The Voter ID Coalition, a voter-access advocacy group, was about to begin its 10 a.m. meeting Tuesday at a union hall in Center City when a television reporter looked at her smartphone and said, "It's in."

The Voter ID Coalition, a voter-access advocacy group, was about to begin its 10 a.m. meeting Tuesday at a union hall in Center City when a television reporter looked at her smartphone and said, "It's in."

For the last few months, the lawyers and activists had been working on quicksand as the state's ID rules evolved and the law volleyed between courtrooms. Those two words put them in limbo.

"Everybody started getting busy on the BlackBerrys," said coalition volunteer Bob Previdi. What followed was tentative optimism, quiet approbation and a new set of uncertainties.

Ten minutes later, Karen Buck of the Senior Law Center rose to explain the judge's decision and what it would mean for the coalition's work. Finally, it felt like solid ground.

"You will be asked for ID, but if you do not have it, you will still be able to vote on the machine," Buck said, emphasizing that volunteers should still encourage voters to get ID now. "The new message is: 'You won't need ID this time, but next time you will.' "

After a few minutes of jubilation and logistical questions, the group returned its focus to the future.

"It's easy for people to declare victory now," said Joe Certaine, a former city managing director who is leading the coalition. "The worst thing that could happen is people feel relaxed and complacent."

The activists - representing about 140 civic, legal, educational, community and religious institutions with very disparate goals - are now regrouping, updating their fliers and door hangers, rewriting their scripts, and freeing resources to look at other issues such as language interpreters and purging of voter rolls. But the primary focus will be turnout and disseminating information.

"We kind of anticipated that this law would be upheld," Certaine said.

Quipped one audience member: "Now we're trying to turn on a dime."
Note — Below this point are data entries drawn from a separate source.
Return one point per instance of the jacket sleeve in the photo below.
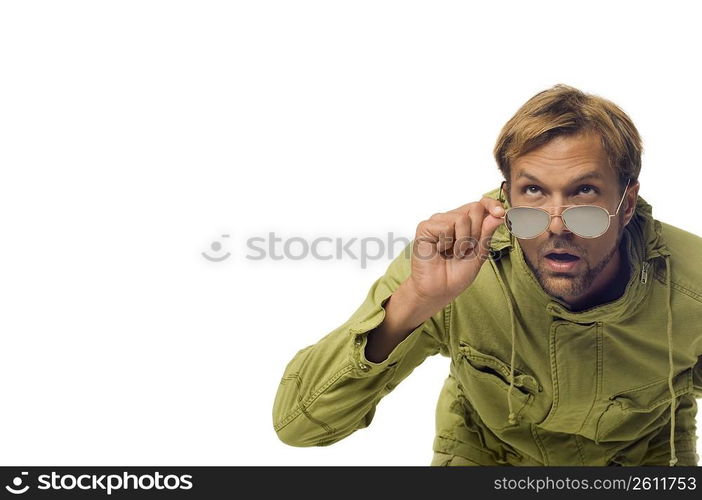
(329, 389)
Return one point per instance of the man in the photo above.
(570, 315)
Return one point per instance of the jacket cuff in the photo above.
(361, 366)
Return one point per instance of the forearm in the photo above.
(404, 312)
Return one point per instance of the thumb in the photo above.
(490, 225)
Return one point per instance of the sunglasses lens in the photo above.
(586, 221)
(526, 222)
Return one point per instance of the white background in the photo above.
(133, 134)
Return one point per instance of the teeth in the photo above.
(562, 256)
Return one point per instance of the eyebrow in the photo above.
(587, 175)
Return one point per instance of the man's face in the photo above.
(571, 170)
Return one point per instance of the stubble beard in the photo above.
(561, 285)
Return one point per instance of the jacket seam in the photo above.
(303, 406)
(690, 293)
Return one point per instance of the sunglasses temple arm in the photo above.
(623, 196)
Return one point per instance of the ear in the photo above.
(630, 202)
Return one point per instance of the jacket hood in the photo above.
(646, 252)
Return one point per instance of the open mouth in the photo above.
(562, 257)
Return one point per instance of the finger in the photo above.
(437, 232)
(493, 206)
(463, 228)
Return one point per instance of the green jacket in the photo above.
(611, 385)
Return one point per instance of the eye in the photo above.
(587, 189)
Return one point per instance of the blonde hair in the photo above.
(564, 110)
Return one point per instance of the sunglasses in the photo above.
(586, 221)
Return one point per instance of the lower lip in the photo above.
(561, 265)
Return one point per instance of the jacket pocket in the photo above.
(484, 379)
(636, 412)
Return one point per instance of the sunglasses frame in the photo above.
(568, 207)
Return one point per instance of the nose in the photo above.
(556, 226)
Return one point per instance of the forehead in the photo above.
(564, 158)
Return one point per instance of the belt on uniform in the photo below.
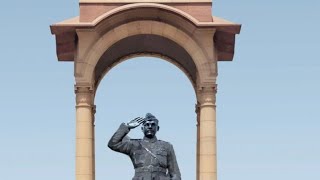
(151, 169)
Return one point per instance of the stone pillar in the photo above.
(84, 133)
(207, 135)
(198, 141)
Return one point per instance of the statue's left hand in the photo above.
(135, 122)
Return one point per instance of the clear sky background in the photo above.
(268, 101)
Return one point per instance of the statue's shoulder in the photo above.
(138, 140)
(164, 143)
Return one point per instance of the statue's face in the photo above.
(150, 128)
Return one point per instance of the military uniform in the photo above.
(152, 159)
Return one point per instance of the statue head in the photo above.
(150, 126)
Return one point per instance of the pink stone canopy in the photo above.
(197, 15)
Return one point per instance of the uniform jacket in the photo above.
(152, 159)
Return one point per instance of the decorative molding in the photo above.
(84, 95)
(145, 1)
(207, 95)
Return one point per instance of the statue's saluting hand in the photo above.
(135, 122)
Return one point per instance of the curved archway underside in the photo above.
(146, 44)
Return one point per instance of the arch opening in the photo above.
(146, 86)
(146, 45)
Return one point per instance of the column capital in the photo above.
(207, 95)
(84, 95)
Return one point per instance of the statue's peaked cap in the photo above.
(149, 117)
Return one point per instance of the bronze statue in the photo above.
(152, 159)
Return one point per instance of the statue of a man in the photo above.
(152, 159)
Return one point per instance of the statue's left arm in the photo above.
(173, 167)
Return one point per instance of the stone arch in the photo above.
(205, 40)
(146, 45)
(106, 34)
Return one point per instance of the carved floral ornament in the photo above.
(207, 95)
(84, 95)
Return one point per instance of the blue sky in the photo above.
(267, 103)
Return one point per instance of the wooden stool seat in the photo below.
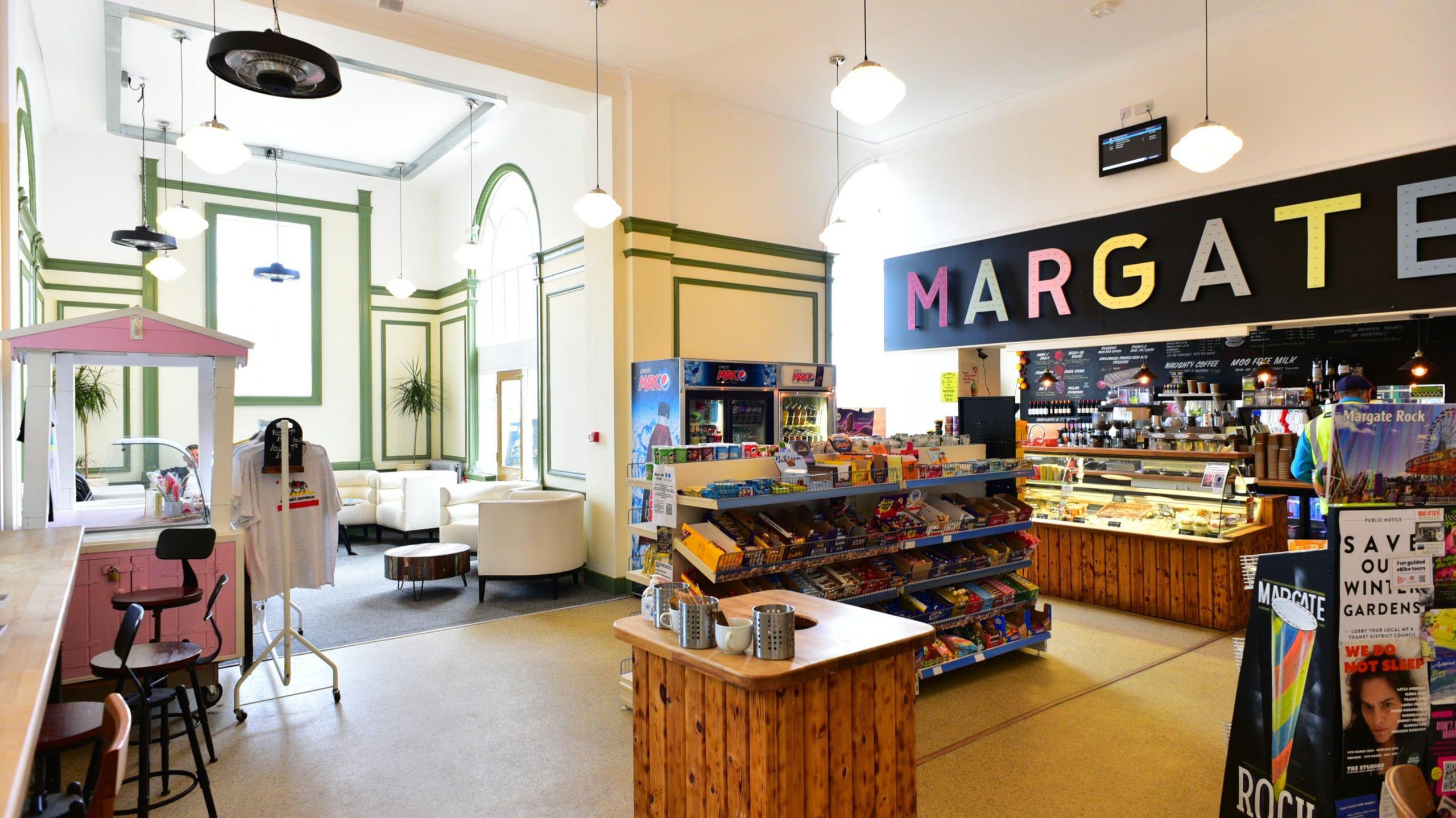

Ellen Mattleman Kaplan, vice president of the Committee of Seventy, added that the ruling changes nothing for people voting for the first time, or the first time in a new district - a previous law requiring them to show ID remains in effect.

Aissia Richardson, of the African American United Fund, said she started tweeting as soon as she heard the news. With information changing so quickly, she said, "I'm constantly putting the new stuff out on my Twitter feed."

Richardson is glad that the uncertainty seems to be over, but she urged people not to get complacent. "It's like Donald Rumsfeld said, there's a known-known, an unknown-known and an unknown-unknown," she said, referring to the former U.S. defense secretary discussing the complexity of planning for war.

William Gonzalez, executive director of the Latino activist group Ceiba, said the law might have been a "blessing in disguise."

"It brought a lot of people together that weren't that active before," he said, noting that his group helped more than 50 people get PennDot IDs last weekend. "They didn't have them before, now they can use them for other stuff too."